The morning of my son David’s Halloween party I was running through the Naval Academy with my double stroller (with just Katherine onboard). I was rushed as always, trying to squeeze in six miles before showing up to the party for the games and costume parade.

“Excuse me!” I screamed to the guy in front of me, practically running him off the sidewalk. (The eating-disordered OCD in me was on a mission–fixated on getting to mile six).

The 60-year-old man, probably a math professor, turns around with a red face and tears running down his cheeks.

“My mother died this morning,” he said to me.



“Crap,” I thought, “there goes my six miles.” (I know, how self-absorbed can I be?) I panicked, not knowing how to respond or what to do. I was used to being the crier, not the consoler.

I studied his face, his gray beard, and I asked myself what was most helpful to me during those uncontrollable crying spells during the year of my horrible depression.
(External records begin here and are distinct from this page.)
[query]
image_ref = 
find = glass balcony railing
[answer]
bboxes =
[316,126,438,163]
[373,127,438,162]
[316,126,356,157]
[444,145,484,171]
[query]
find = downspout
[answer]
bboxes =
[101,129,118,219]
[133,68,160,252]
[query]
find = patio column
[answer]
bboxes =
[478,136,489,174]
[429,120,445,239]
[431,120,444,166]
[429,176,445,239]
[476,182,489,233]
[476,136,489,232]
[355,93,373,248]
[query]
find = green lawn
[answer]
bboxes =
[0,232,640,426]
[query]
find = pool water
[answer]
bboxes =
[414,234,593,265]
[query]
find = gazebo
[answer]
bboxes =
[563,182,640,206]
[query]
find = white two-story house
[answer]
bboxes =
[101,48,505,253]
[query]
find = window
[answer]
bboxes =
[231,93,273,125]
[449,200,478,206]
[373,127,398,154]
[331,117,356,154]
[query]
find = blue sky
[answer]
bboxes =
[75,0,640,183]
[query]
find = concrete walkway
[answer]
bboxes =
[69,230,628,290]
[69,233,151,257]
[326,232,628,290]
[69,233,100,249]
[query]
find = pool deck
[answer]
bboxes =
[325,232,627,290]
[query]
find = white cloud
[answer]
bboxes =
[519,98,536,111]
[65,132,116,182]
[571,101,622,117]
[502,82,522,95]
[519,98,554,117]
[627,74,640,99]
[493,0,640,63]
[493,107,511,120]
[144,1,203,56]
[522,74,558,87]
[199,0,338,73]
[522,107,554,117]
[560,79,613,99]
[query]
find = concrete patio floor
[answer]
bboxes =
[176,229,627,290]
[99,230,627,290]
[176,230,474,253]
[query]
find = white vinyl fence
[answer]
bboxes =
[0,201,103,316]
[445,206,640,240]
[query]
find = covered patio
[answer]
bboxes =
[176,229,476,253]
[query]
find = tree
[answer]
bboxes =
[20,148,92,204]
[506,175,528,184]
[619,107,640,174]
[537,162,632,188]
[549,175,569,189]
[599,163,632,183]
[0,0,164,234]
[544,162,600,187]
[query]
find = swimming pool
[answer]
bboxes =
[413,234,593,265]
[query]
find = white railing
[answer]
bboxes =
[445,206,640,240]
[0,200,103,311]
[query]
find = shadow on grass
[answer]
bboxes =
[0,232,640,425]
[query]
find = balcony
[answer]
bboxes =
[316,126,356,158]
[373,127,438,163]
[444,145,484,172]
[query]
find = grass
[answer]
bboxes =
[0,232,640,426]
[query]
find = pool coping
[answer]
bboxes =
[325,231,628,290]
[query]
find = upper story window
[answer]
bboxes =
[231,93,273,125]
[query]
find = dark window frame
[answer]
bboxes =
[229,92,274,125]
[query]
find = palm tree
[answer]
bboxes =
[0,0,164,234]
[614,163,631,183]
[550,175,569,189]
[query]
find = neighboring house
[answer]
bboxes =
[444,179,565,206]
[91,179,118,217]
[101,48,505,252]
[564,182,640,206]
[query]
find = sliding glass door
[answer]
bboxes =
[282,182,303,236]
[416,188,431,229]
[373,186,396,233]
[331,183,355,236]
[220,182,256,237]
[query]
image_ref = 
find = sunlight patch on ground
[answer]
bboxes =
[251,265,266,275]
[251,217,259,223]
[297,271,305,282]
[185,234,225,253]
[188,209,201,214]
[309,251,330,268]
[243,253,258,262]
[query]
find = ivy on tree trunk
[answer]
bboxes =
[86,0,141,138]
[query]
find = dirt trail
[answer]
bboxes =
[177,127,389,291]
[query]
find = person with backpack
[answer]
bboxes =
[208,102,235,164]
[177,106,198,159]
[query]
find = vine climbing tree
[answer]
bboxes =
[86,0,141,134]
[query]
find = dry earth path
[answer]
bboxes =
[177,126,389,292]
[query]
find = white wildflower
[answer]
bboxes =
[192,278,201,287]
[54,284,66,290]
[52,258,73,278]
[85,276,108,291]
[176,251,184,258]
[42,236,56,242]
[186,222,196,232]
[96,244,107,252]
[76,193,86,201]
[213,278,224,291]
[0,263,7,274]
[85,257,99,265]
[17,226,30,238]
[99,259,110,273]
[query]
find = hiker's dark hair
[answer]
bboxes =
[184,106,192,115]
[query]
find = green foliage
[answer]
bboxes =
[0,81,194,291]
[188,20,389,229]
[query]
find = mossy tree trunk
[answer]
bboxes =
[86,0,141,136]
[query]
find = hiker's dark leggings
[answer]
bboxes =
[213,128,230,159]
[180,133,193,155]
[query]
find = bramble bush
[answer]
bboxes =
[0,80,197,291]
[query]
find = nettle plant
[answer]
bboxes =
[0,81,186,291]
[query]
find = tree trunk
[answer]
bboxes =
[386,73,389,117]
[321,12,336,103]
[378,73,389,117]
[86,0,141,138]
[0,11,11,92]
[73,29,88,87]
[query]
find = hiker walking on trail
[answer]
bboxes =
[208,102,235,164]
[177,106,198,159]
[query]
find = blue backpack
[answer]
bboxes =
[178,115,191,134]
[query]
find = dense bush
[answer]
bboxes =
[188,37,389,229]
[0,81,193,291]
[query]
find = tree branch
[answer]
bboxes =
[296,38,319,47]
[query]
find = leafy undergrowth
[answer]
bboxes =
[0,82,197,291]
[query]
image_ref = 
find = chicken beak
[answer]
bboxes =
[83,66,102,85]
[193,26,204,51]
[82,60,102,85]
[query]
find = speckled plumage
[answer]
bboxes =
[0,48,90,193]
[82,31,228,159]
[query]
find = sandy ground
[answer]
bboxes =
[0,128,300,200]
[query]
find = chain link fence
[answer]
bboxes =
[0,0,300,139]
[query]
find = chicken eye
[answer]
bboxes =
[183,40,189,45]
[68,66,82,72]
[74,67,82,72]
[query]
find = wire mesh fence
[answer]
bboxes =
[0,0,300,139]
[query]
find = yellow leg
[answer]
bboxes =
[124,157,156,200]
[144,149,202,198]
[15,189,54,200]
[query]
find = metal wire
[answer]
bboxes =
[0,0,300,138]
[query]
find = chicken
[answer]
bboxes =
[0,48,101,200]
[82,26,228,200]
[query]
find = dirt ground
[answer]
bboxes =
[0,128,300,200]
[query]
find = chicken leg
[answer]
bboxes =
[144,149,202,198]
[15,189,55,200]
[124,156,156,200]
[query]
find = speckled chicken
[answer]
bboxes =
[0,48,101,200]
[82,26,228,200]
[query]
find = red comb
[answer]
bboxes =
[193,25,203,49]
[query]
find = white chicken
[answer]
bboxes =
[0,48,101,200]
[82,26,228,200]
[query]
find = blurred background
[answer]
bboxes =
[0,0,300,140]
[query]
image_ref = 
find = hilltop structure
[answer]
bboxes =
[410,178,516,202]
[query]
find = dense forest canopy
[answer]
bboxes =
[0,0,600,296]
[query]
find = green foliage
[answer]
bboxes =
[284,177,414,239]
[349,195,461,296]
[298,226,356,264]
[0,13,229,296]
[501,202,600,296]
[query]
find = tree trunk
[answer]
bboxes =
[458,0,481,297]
Certainly not lectures. They were annoying and offensive. Not tips. Just more things to feel guilty about.

What comforted me most was when someone just listened, and didn’t say a thing.

“I suspect that the most basic and powerful way to connect to another person is to listen,” writes Rachel Naomi Remen, M.D. in “Kitchen Table Wisdom: Stories That Heal.” “Just listen. Perhaps the most important thing we ever give each other is our attention. And especially if it’s given from the heart.”

I stopped running and went to hug the man. Then I waited there, and listened to his story for about ten minutes.

“My mother was the greatest woman who ever lived,” he said. “And that there (as he points to Katherine), that is the most important thing you’ll ever do in your life. So treasure your time with her while you have it.”

“When people are talking,” writes Remen, “there’s no need to do anything but receive them. Just take them in. Listen to what they’re saying. Care about it. Most times caring about it is even more important than understanding it.”

I remember that math professor and the lesson he taught me today as I write about how we might respond to the grieving families of the Virginia Tech victims. And I consider these words the theologian Paul Tillich wrote: “The first duty of love is to listen.”